Roberto Valbuzzi: la mia vita di cuoco, contadino e ristoratore passando per la tv

Vincitore del Sondaggio di Italia a Tavola nella categoria Opinion leader, il noto chef si racconta svelando le sue passioni e il percorso che lo ha portato a diventare ciò che è dentro e fuori dalla cucina

23 febbraio 2021 | 11:36
di Mariella Morosi
Roberto Valbuzzi, sul podio come Opinion Leader con ben 26.691 preferenze nel Sondaggio di Italia a Tavola, è cuoco, ristoratore, contadino, ma anche scrittore, giudice televisivo, creatore di una linea di prodotti da forno e di un'azienda di catering per eventi esclusivi, la Not Ordinary Catering.


Roberto Valbuzzi

Nato nel 1989 sotto il segno del Cancro, gestisce il Ristorante Crotto Valtellina dei genitori a Malnate (Va), forte di quanto appreso nella scuola alberghiera e nelle esperienze all'estero, ma prima ancora del suo grande amore per la terra e per i suoi frutti, nato nella fattoria dei nonni a Mornago, sempre nella stessa provincia.

Una decina di anni fa un'emittente notò il suo talento e da allora non si contano i suoi impegni tv: da "Una cucina per due" a “Benvenuti al nord, la nosa cüsina”, dalla "Prova del cuoco" a "Uno Chef in fattoria". Ultimo grande successo è la serie "Cortesie per gli ospiti" con Csaba Della Zorza e Diego Thomas. È entrato nel mondo degli spot come testimonial (“In Cucina con Galletto & Chef Valbuzzi”) ed ha creato "Oltregusto", un menu speciale per gli autogrill con Chef Express, perché anche nella breve sosta in una stazione di servizio si deve pretendere la qualità. Non a caso la rivista “Star System” lo aveva inserito tra i 50 influencer italiani da tenere d'occhio. Lo raggiungiamo telefonicamente sul set, in una breve pausa.

Si aspettava questa affermazione? L'ha vissuta come un gioco o ha creduto nel valore di questa iniziativa di Italia a Tavola che non voleva scegliere il migliore ma rappresentare un momento di grande unione tra i protagonisti dei settori dell'enogastronomia e dell'accoglienza?
Ho partecipato altre volte al sondaggio, ma questa è la mia prima vittoria.
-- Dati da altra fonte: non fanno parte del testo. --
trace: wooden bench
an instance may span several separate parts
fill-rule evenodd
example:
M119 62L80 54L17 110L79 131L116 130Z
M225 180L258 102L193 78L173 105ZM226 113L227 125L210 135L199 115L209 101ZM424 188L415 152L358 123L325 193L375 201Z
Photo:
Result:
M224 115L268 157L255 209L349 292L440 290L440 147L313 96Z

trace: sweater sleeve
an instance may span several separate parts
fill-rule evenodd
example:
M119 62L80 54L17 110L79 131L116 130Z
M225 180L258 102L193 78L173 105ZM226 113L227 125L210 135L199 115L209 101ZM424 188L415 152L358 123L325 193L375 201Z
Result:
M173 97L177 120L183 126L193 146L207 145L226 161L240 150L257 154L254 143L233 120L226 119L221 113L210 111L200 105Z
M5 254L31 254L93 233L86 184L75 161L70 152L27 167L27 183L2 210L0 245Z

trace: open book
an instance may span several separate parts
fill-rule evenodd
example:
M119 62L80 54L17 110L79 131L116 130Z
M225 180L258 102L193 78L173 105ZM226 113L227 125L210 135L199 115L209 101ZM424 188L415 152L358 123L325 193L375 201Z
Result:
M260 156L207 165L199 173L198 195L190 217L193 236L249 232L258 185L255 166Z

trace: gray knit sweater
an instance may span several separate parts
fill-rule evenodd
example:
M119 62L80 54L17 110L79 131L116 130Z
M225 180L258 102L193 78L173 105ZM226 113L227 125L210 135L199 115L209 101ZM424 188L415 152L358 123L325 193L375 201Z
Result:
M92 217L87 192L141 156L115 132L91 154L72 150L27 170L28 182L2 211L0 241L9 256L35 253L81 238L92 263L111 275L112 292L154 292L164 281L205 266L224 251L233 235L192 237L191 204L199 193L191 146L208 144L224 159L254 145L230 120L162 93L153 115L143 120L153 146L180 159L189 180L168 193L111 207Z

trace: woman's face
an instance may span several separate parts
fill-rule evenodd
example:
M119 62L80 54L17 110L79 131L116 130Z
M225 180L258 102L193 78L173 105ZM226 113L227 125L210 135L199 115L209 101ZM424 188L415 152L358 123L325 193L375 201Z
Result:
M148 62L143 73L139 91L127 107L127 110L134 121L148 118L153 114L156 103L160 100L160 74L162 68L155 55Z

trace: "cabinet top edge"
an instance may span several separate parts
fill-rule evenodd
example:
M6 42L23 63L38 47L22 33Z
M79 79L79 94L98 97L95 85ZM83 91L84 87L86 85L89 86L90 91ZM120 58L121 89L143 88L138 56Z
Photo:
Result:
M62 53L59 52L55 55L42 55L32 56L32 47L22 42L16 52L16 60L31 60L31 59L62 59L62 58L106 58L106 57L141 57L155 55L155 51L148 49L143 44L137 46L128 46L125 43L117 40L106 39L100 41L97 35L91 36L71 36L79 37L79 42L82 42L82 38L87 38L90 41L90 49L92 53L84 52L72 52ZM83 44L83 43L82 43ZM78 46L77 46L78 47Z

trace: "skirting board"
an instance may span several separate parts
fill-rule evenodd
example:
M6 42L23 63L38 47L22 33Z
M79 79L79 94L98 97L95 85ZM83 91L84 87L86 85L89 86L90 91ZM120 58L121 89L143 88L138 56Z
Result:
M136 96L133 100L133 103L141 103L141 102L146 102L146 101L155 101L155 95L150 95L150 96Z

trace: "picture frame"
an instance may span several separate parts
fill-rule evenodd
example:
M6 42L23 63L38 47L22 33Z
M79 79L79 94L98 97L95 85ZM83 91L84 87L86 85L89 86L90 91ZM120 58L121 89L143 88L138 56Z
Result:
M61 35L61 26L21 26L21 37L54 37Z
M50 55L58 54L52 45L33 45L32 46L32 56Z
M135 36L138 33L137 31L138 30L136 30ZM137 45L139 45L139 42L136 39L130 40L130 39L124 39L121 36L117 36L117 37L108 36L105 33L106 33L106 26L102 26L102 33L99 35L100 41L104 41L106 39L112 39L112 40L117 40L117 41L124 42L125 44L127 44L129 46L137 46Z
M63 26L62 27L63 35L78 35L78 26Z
Ne sono felice e lusingato perché io non ho fatto niente, sono state le persone che hanno deciso di votarmi. La comunicazione è sempre importante per un ristoratore o per un cuoco perché oggi non basta cucinare ma bisogna riuscire a raccontare la storia di chi sta dietro ai fornelli a chi viene a trovarti, a chi vuole approcciarsi al mondo della tua cucina. È fondamentale, e questa mia affermazione nel sondaggio vuol dire che ho saputo comunicare nel modo corretto.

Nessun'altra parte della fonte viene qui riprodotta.